Weather officials here are pleading with Barbadians to be careful with the information they share about weather systems and their possible effects on the island.
Two messages have been circulating on social media, one suggesting that Barbados and the rest of the region would be hit by Hurricane Irma, while the other is believed to have been sent by someone purporting to be an official attending a Department of Emergency Management meeting, stating that the weather system, which is now Hurricane Irma, was making an uncharacteristic turn southward and on that trajectory it would directly impact the island.

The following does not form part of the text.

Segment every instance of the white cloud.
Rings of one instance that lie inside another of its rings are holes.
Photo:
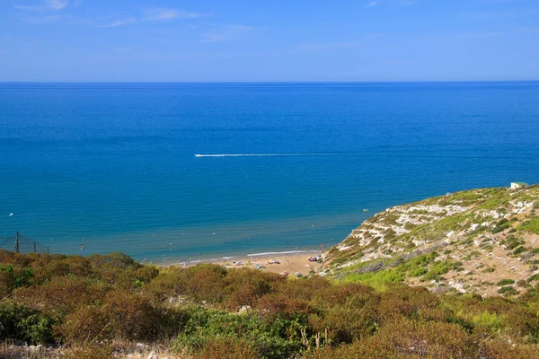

Acting Senior Meteorologist Sabu Best in dismissing those claims advised that no matter how enthusiastic people may be, they should avoid spreading misinformation.
“Those messages are incorrect. It is spreading false information and it also probably raising person’s level of concern when it needs not be. I am disappointed too. I have heard them and I feel the persons who did them should have exercised a little more care and responsibility about those things,” Best told Barbados TODAY.
At 5 p.m. today the centre of Hurricane Irma was located near latitude 18.8 north, longitude 39.1 west. Irma was moving toward the west near 13 miles per hour and a turn toward the west-southwest was expected tomorrow.
Maximum sustained winds were near 120 miles per hour with higher gusts.
Hurricane force winds were said to extend outward up to 25 miles from the centre and tropical storm force winds extend outward up to 105 miles.
Best said there was some uncertainty about the projected path of the storm because the two main models used to track its progress, the Global Forecast System (GFS) and the European Center for Medium range Weather Forecasting (ECMWF), were at odds regarding the system’s projected path.
“Yesterday [Thursday], GFS took the system well north of the island chain while the ECMWF kind of centred through Guadeloupe so to affect the Leeward. So, you had a cone of uncertainty. Today you are seeing something different where the cone of uncertainty has narrowed and both systems are coming into agreement with each other and showing a little more of a northward track.
“But having said all of that, in all scenarios none of the model guidance, and when we examine the dynamical field around the whole Atlantic, there is no suggestion from anything that this system would actually have a direct impact on this island,” the Met officer stressed, as he cautioned that there will be some indirect impacts.
“Because of its presence well to the north of us we will probably experience really light winds and it will be fairly warm. After it passes through north of the island chain, we will get some of the south-eastern flow behind the system. That’s the time we will get some thunderstorms behind the system . . . . But it is not what you expect if you are in a hurricane itself,” Best explained.